Bunları geçelim bir kalem, bir süre sonra tebligat geldi: Zatı muhterem, avukatı vasıtasıyla bana hakaret davası açmış, ifadeye çağrılıyorum.. Çıktım mahkemeye, ifadeyi verdim, ortada zaten hakaret falan yok, eve döndüm. Hakaret davasını kaybettiler yani. Lakin karşı tarafın avukatı durmuyor. Bu sefer aynı paylaşımım nedeniyle "Kişisel verileri hukuka aykırı biçimde ele geçirmek ve yaymak" maddesinden yeni bir şikayette bulundu.
Yine mahkeme, yine ifade... Hakikaten komik bir durum. Mahkemede diyorum ki; Ben kimsenin verilerini hukuka aykırı ya da hukuki şekilde ele geçirmedim. 'Ele geçirmek' ne? Adı üstünde, sosyal medya, bildiğiniz medya yani, orada dolanan bir fotoğrafa esprili bir yorum yazdım, o kadar. Kişisel verisini sevdiğimin zatı muhtereminin, ortada ismi yok, unvanı yok, bir tek fotoğraf var, onu da yanlış isimle dolaşıma sokmuş birileri, ben de oradan görmüşüm...

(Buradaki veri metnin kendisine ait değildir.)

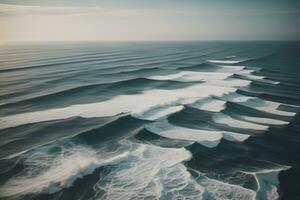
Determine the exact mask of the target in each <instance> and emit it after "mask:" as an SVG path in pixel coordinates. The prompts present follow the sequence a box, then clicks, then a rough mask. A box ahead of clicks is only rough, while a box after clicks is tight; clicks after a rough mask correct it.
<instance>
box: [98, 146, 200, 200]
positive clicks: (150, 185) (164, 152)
mask: <svg viewBox="0 0 300 200" xmlns="http://www.w3.org/2000/svg"><path fill="white" fill-rule="evenodd" d="M190 158H191V153H190V152H189V151H187V150H185V149H184V148H179V149H174V148H162V147H158V146H153V145H144V144H141V145H140V147H139V148H137V150H135V151H133V152H131V154H130V155H129V156H128V157H127V158H126V160H123V161H122V162H120V163H118V164H116V165H113V166H112V167H111V168H110V167H109V166H108V168H109V170H108V173H102V174H101V176H100V179H99V181H98V182H97V183H96V185H95V186H94V190H95V192H96V195H95V196H94V198H99V199H113V200H118V199H120V200H123V199H135V198H139V199H159V197H160V196H162V195H163V193H164V192H168V193H170V195H175V196H174V197H176V195H179V197H180V196H183V194H181V192H184V190H185V188H187V187H188V186H192V188H193V189H194V191H193V192H192V193H185V194H184V195H187V196H186V197H189V196H190V195H191V197H201V187H200V186H199V185H197V184H196V183H195V181H193V179H191V177H190V174H189V173H188V172H187V171H186V170H185V168H184V166H183V165H182V164H181V162H183V161H185V160H189V159H190ZM167 174H172V177H170V176H166V175H167ZM172 180H174V182H173V181H172ZM101 191H105V193H104V194H103V195H102V194H101V193H102V192H101ZM195 192H196V193H197V195H196V194H195ZM194 195H195V196H194Z"/></svg>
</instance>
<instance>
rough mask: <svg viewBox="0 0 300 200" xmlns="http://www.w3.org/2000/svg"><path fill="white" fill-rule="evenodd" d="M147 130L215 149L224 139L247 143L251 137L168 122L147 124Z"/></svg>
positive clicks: (180, 139) (229, 140)
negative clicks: (245, 141)
mask: <svg viewBox="0 0 300 200" xmlns="http://www.w3.org/2000/svg"><path fill="white" fill-rule="evenodd" d="M145 128H146V129H147V130H148V131H150V132H152V133H155V134H157V135H160V136H162V137H166V138H170V139H179V140H187V141H195V142H198V143H199V144H201V145H203V146H205V147H209V148H212V147H215V146H217V145H218V144H219V143H220V140H221V139H222V138H224V139H226V140H229V141H238V142H241V141H245V140H246V139H248V138H249V135H246V134H239V133H233V132H228V131H216V130H200V129H191V128H185V127H180V126H174V125H171V124H169V123H168V122H167V121H166V120H164V121H159V122H155V123H152V124H147V125H146V126H145Z"/></svg>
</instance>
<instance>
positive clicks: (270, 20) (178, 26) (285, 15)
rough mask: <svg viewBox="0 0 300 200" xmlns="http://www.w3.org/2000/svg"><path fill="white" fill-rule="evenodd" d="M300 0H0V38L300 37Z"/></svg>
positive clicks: (183, 37) (212, 39)
mask: <svg viewBox="0 0 300 200" xmlns="http://www.w3.org/2000/svg"><path fill="white" fill-rule="evenodd" d="M299 19H300V1H297V0H295V1H292V0H249V1H244V0H219V1H217V0H182V1H180V0H160V1H158V0H148V1H145V0H115V1H113V0H0V42H1V43H6V42H17V41H61V40H62V41H65V40H68V41H82V40H101V41H102V40H105V41H107V40H266V39H267V40H293V39H297V40H298V39H300V22H299V21H300V20H299Z"/></svg>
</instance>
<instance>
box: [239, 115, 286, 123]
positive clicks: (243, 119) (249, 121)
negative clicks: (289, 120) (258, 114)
mask: <svg viewBox="0 0 300 200" xmlns="http://www.w3.org/2000/svg"><path fill="white" fill-rule="evenodd" d="M242 119H243V120H246V121H249V122H254V123H258V124H266V125H287V124H289V122H286V121H282V120H278V119H271V118H263V117H248V116H242Z"/></svg>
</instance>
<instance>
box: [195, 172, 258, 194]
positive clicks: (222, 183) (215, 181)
mask: <svg viewBox="0 0 300 200" xmlns="http://www.w3.org/2000/svg"><path fill="white" fill-rule="evenodd" d="M197 182H198V183H199V184H200V185H201V186H202V187H203V188H205V191H204V193H203V199H228V200H229V199H235V200H238V199H243V200H253V199H255V196H256V192H255V191H253V190H249V189H246V188H243V187H241V186H238V185H232V184H228V183H224V182H221V181H218V180H214V179H211V178H207V177H205V176H200V177H199V178H198V179H197Z"/></svg>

Zaten kendisi koymuş bir sürü nal gibi fotoğrafını sosyal medya hesabına, alışıldığı üzere Süleyman Soylu'yla da fotoğraflar boy boy... Bakın, ısrarla isim paylaşmıyorum hâlâ ama artık bu zatı muhteremin de mahkeme kararının da bir "haber değeri'' var... Evet, mahkeme kararı... Hakkımdaki dava Trabzon'da açıldı, oradaki yerel mahkeme jet hızıyla aleyhime, "kişisel verileri hukuka aykırı biçimde ele geçirme ve yayma" gerekçesiyle 1 yıl 8 ay hapis cezası kararı verdi. Yine Trabzon bölgesinde bulunan istinaf mahkemesine kararı bozması için başvuruda bulunduk, o mahkeme de üstelik Yargıtay yolu kapalı olmak üzere cezayı kesinleştirdi.
Cezada erteleme yok. Niye? Mahkeme geçmişte benzer "suç" işlediğimi, yani "kişisel verileri hukuka aykırı olarak yaydığımı" belirterek, "cezada ertelenme olmamalı" demiş. Lakin mahkeme bahsettiği "suç"un ne olduğunu yazmamış. Neydi o suç, ben söyleyeyim: Gezi olayları sırasında, henüz 14 yaşındayken başından gaz fişeğiyle vurulan Berkin Elvan komada yaşam savaşı verirken ben Yurt gazetesinin sorumlu yazı işleri müdürüydüm. Gazetede çıkan kimi haberlerde arkadaşlar Berkin'in adını B.E. diye değil, Berkin Elvan diye açık olarak yazmışlar.
18 yaşından küçük kişilerin isimlerini açık olarak yazmak "kişisel verileri hukuka aykırı biçimde yaymak" olarak tanımlanıyor ve gazeteye, tabii gazeteyi temsilen sorumlu yazı işleri müdürlerine para cezaları kesiliyor. Çok acı ama Berkin henüz ölmediği, komada olduğu ve yaşıyor sayıldığı için, her bir habere inanılmaz para cezaları geldi.”